Bambus, which is one of the first standalone scaffolders; SOPRA, which is similar in spirit to Opera; and the scaffolder in Velvet. The results presented in our paper are largely for small genomes and that was what we were aiming for initially. Since then, we have successfully used Opera on much larger genomes and compared it to other genome assemblers better suited for large genomes, such as SOAPdenovo, and Opera does very well in those comparisons as well.
Does Opera run on a standard compute infrastructure or is it necessary to purchase additional hardware for the tool to work?
It doesn’t require anything special. It’s a C++ program and should run on any system. In terms of memory and CPU time, typically for small genomes, there is not much of a memory problem and the runtime is a few minutes. For much larger genomes, it will probably take between half an hour to a couple of hours. Memory-wise, we do once in awhile require hundreds of gigabytes so if you have a large genome you may need a large memory machine.

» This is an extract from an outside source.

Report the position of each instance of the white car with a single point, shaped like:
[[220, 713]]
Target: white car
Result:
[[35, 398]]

How about hybrid assemblies?
Yes, if you have hybrid datasets, for example Illumina paired-end sequencing data and a SOLiD mate-pair library, the contig assembly can be done with a typical assembler and then the mate-pair data can be used for scaffolding with Opera. The only thing Opera needs is a mapper that can take the reads and map it onto the contigs. Once it has coordinates, it can work from there. It's just a matter of a file conversion because Opera has a certain format that it expects for read coordinates.
Currently, it can take output from the mapper Bowtie, but we plan to increase the support to other mappers as well. BWA is definitely one we want to add pretty soon.
Speaking generally now, is this the first publicly available software that GIS has released?
Not really, there are other groups who have released software. In the past, we haven’t been that aggressive about publicizing our programs because some of them are based on datasets that we generate in house and may not have wide applicability but Opera is something that the assembly community would find useful and so we want to make it easily available.
What other bioinformatics efforts is GIS involved in?
We are one of several groups in GIS working on bioinformatics problems and there is a lot of other great work, including work on sequence mapping and assembly, tools for expression and ChIP-seq analysis, phylogenetic analysis, and functional variant annotation.
Our group is now focused on several extensions to Opera, such as handling repeats, and metagenomic and single-cell sequencing data. We also work on other computational problems in sequence assembly, variant calling, and microbial and metagenomic analysis.
What sort of hardware do you have in house to handle your computation needs?
Like other large sequencing centers, we have invested a fair bit in our computational resources, including a medium-sized compute cluster, several large [symmetric multiprocessing systems] and sufficient storage for the data coming out of our sequencers. We also have access to other [high-performance computing] resources available in Singapore.
How much data do you generate daily, weekly, or monthly?
I don’t have a precise number but it is substantial as we have six SOLiD machines, four Illumina GAs, two HiSeqs and a Roche 454 in house and several large projects that leverage these resources.
Are you considering cloud infrastructure?
Yes, we collaborate with the Institute for High Performance Computing in Singapore, which has expertise in this area, to port our tools and pipelines onto a cloud-computing framework. We are also excited about the potential for development of large-scale integrative analysis tools on the cloud as a scientific and pharmacogenomics resource.